PREDICTION: Indiana in six.


(2)New York (54-28) vs (7)Boston (41-40)

*It’s a matchup of contrasts—the Knicks are offensive-oriented, while the Celtics still rely on their defense. New York lives on the three-point line, while Boston is in the top five defending the trey.
*New York averages a 4-point margin per game in free throw scoring, a byproduct of the ability of Carmelo Anthony to go down low and Tyson Chandler’s low-post presence. It’s unusual for a perimeter-oriented offense to enjoy an edge at the line.
*Boston can run a lot of quality guards on the floor, even  without Rajon Rondo, but Kevin Garnett is going to be a lonely warrior down low against Chandler and an array of veteran inside talent that the Knicks appear to have healthy.

Carmelo Anthony is the scoring champ, averaging 29 ppg, while Paul Pierce put up a big year himself, averaging 19 ppg.

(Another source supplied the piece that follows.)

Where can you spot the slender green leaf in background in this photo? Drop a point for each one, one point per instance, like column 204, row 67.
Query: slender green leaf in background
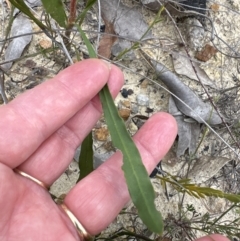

Each small forward attacks the glass respectably, at seven rebounds per game. Anthony is clearly the better player at this stage of their careers, but the big intangible is that Melo has never done it in the postseason, while Pierce is a proud warrior.

Furthermore, while the Knicks have clearly been the better team this season, it’s hard to look at the rosters and say that New York should be a demonstrable favorite when everyone starts fresh. The biggest Knicks’ edge is inside, but to emphasize that part of their team would mean going away from the three-ball, where they lead the league in attempts. And what team in its right mind changes their personality at playoff time, especially when they’re the favorite? The matchup is a good one for the Celtics—Indiana could have exploited Boston’s lack of depth underneath, but New York either can’t or won’t.

HISTORICAL TIDBIT: It’s really just another chapter in the sports history between these two cities in general, this one coming right on the heels of the terror attack at the Boston Marathon and the fact that the city of New York’s sports fans were the most noble in reaching out to Boston (the Yankees sang Sweet Caroline to honor the Red Sox). I expect more of the same here, and this series should provide great basketball on the court and feel-good moments off it.

PREDICTION: Normally I eschew making a prediction on key games involving my favorite teams, of which the Celtics are. But I feel good about this series, and I’ll go out there and say Boston is going to win it in six.